Biologically speaking - permanent or long term unions have a beneficial survival aspect when raising children that are slow to mature but that doesn't totally explain marriage because in social many species the entire group helps to raise young but that doesn't explain the state involvement in marriage.
And in regard to your suggestion that other cultures supported homosexual "marriage", I would challenge you to bring forward evidence of such support, and what they called the relationship in their language and prove that what they called it was also the word, in their language, for marriage. I believe that you will find it quite impossible to meet the challenge because no culture has ever supported homosexual marriage.

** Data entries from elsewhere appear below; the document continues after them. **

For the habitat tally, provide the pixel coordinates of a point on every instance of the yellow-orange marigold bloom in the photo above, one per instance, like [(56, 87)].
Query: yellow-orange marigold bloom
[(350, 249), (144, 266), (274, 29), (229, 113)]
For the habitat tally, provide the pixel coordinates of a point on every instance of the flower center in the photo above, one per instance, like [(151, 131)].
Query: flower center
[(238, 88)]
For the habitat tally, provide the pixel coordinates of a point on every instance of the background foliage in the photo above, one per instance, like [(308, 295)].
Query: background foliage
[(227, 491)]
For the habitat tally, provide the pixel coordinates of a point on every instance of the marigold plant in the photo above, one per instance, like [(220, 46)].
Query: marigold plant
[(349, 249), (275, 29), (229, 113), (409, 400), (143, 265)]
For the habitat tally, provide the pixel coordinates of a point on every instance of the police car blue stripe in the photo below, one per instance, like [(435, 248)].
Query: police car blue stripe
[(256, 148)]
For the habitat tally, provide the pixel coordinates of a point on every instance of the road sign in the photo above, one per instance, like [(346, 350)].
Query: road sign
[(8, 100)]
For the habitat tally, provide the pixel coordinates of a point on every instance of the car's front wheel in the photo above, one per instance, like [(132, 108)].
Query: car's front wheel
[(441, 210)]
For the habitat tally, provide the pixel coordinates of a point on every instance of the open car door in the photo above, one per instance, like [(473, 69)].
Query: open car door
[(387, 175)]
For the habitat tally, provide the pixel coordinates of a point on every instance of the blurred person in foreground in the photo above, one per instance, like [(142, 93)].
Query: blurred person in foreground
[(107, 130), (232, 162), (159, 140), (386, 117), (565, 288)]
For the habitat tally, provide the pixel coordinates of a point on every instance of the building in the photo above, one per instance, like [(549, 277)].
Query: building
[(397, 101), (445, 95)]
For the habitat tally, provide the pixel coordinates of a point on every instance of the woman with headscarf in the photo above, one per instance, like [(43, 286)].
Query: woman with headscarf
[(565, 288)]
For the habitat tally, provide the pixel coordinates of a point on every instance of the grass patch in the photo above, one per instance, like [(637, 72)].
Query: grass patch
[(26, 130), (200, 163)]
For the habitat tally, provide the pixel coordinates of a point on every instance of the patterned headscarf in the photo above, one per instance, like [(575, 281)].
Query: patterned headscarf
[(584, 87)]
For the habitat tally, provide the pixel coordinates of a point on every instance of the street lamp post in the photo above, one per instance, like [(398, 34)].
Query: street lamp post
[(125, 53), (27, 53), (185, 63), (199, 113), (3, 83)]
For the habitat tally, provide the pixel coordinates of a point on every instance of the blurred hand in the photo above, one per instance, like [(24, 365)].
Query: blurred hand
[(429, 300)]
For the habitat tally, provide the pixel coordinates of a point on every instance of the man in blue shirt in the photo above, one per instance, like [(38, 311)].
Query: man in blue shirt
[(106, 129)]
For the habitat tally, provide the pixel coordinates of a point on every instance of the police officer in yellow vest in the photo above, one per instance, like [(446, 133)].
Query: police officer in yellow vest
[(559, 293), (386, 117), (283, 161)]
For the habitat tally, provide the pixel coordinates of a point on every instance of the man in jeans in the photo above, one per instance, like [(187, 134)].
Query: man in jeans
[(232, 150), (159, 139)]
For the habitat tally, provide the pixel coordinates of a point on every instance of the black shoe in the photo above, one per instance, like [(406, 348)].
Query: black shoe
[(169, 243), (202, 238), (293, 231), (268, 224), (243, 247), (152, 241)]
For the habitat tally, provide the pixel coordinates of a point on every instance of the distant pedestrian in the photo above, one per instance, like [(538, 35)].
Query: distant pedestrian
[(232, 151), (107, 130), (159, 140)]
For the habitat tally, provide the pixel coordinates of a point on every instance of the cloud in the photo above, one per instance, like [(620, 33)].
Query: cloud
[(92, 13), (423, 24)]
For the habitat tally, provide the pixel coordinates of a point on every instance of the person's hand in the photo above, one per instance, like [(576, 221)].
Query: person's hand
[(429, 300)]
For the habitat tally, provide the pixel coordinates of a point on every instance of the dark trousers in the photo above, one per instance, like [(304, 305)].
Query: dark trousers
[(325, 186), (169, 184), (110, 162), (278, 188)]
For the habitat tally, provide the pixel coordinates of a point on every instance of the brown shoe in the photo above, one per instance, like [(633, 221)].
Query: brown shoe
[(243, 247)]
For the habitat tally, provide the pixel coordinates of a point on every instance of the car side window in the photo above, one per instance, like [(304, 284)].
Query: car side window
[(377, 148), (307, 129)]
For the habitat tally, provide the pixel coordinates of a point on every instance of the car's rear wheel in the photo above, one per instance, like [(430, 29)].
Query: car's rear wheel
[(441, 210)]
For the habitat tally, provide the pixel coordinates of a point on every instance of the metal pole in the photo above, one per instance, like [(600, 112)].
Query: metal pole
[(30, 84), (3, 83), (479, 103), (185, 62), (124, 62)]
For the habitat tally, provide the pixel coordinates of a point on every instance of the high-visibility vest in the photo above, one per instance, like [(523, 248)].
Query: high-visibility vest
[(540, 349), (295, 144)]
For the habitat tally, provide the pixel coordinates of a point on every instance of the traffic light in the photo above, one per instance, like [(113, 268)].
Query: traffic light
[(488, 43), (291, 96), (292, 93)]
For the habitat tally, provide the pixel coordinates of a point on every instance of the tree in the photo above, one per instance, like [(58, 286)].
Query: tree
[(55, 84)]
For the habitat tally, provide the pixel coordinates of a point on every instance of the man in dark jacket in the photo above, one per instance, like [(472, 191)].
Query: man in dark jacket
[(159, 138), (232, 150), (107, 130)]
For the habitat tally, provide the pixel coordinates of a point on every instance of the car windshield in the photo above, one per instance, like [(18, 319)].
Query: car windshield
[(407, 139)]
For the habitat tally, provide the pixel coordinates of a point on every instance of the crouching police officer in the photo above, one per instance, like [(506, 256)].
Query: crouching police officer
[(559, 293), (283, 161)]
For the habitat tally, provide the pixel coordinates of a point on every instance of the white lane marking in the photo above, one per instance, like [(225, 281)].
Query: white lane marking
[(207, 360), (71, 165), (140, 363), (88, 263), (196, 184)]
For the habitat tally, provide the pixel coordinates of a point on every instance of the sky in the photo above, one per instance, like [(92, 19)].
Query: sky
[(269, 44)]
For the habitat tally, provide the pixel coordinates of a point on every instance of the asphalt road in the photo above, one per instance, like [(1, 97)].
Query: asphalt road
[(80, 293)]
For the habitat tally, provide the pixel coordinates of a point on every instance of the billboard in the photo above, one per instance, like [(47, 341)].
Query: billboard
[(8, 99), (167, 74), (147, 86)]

You know of course that I can not totally meet that challange - nor, do I think you could meet the same challange in reverse because some of those languages contain many different words for relationships and some of those languages are dead.
I don't care what you call it - don't call it marriage if you don't want to. Call it civil unions. Regardless in the end it comes down to equal rights in a country founded on equality. Of course if you were being intellectually dishonest, you could insist that they have the same rights as heterosexuals (ie they can marry a person of the opposite sex) but you and I both know that is sophistry.
If the state is going to be involved in marriage and if it's going to confer special rights to married heterosexuals, then it needs to confer equal rights to committed homosexual couples or no rights at all.